73.8% (172/233) of patients were enrolled by general practitioners, 9.4% by paediatricians, 4.7% by internists, and 12.0% by other specialists. The physicians' setting was primary care practice (84.1% of patients, n = 196/233), referral practice (9.0%), and outpatient clinic (6.9%).

98.3% (229/233) of patients returned at least one follow-up questionnaire. The 12-month questionnaire was returned by 89.7% of patients; these patients did not differ significantly from non-respondents (10.3%) regarding age, gender, diagnosis, disease duration, baseline Disease Score, or baseline Symptom Score. Corresponding dropout analyses for the 24-month follow-up also showed no differences. The physician follow-up documentation was available for 84.5% (197/233) of patients after six months and for 81.7% after 12 months.

Baseline characteristics

Most frequent main diagnoses, classified by ICD-10 (International Classification of Diseases, Tenth Edition), were F00-F99 Mental Disorders (17.6%, 41/233 patients) J00-J99 Respiratory Diseases (15.5%), M00-M99 Musculoskeletal Diseases (11.6%), G00-G99 Nervous System Diseases (9.9%), and L00-L99 Skin and Subcutaneous Tissue Diseases (9.0%). Most frequent single diagnoses were depression (6.9%, 16/233 patients), headache/migraine (5.6%), recurrent infections (3.9%), fatigue (3.4%), asthma (3.4%), and atopic dermatitis (3.4%).

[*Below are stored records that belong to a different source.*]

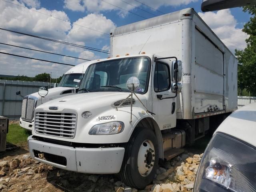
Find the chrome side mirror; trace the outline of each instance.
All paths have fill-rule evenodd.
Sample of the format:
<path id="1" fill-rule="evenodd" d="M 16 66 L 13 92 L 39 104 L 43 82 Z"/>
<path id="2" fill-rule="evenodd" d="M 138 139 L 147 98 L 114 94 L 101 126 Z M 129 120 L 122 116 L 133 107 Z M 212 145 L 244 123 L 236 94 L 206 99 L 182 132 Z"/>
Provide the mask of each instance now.
<path id="1" fill-rule="evenodd" d="M 41 87 L 38 89 L 38 93 L 41 97 L 45 97 L 48 94 L 48 88 L 46 87 Z"/>
<path id="2" fill-rule="evenodd" d="M 177 64 L 176 61 L 173 61 L 172 63 L 172 81 L 176 80 L 176 76 L 178 75 L 178 81 L 181 81 L 181 76 L 182 73 L 182 62 L 181 61 L 178 61 Z M 178 72 L 175 72 L 175 70 L 178 70 Z"/>
<path id="3" fill-rule="evenodd" d="M 174 93 L 176 93 L 176 90 L 177 90 L 177 93 L 180 93 L 181 92 L 181 83 L 177 83 L 176 84 L 176 83 L 172 83 L 172 92 Z"/>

Median disease duration was 3.0 years (interquartile range (IQR) 0.5–9.8 years, mean 34.9 years). The patients had median 1.0 (IQR 1.0–2.0) comorbid diseases. Most common comorbid diseases, classified by ICD-10, were M00-M99 Musculoskeletal Diseases (17.0%, 56 of 329 diagnoses), J00-J99 Respiratory Diseases (9.7%), and F00-F99 Mental Disorders (9.4%).

The patients were recruited from 15 of 16 German federal states. Median age was 38.0 years (IQR 23.0–47.0, range 1.0–74.0 years, mean 34.9 years). Compared to the German population, socio-demographic items were more favourable for education, occupation, income, alcohol, smoking in females, overweight, sport, and severe disability status; items were similar for unemployment, living alone, smoking in males, and underweight; and were less favourable for work disability pension and sick-leave (Table 1).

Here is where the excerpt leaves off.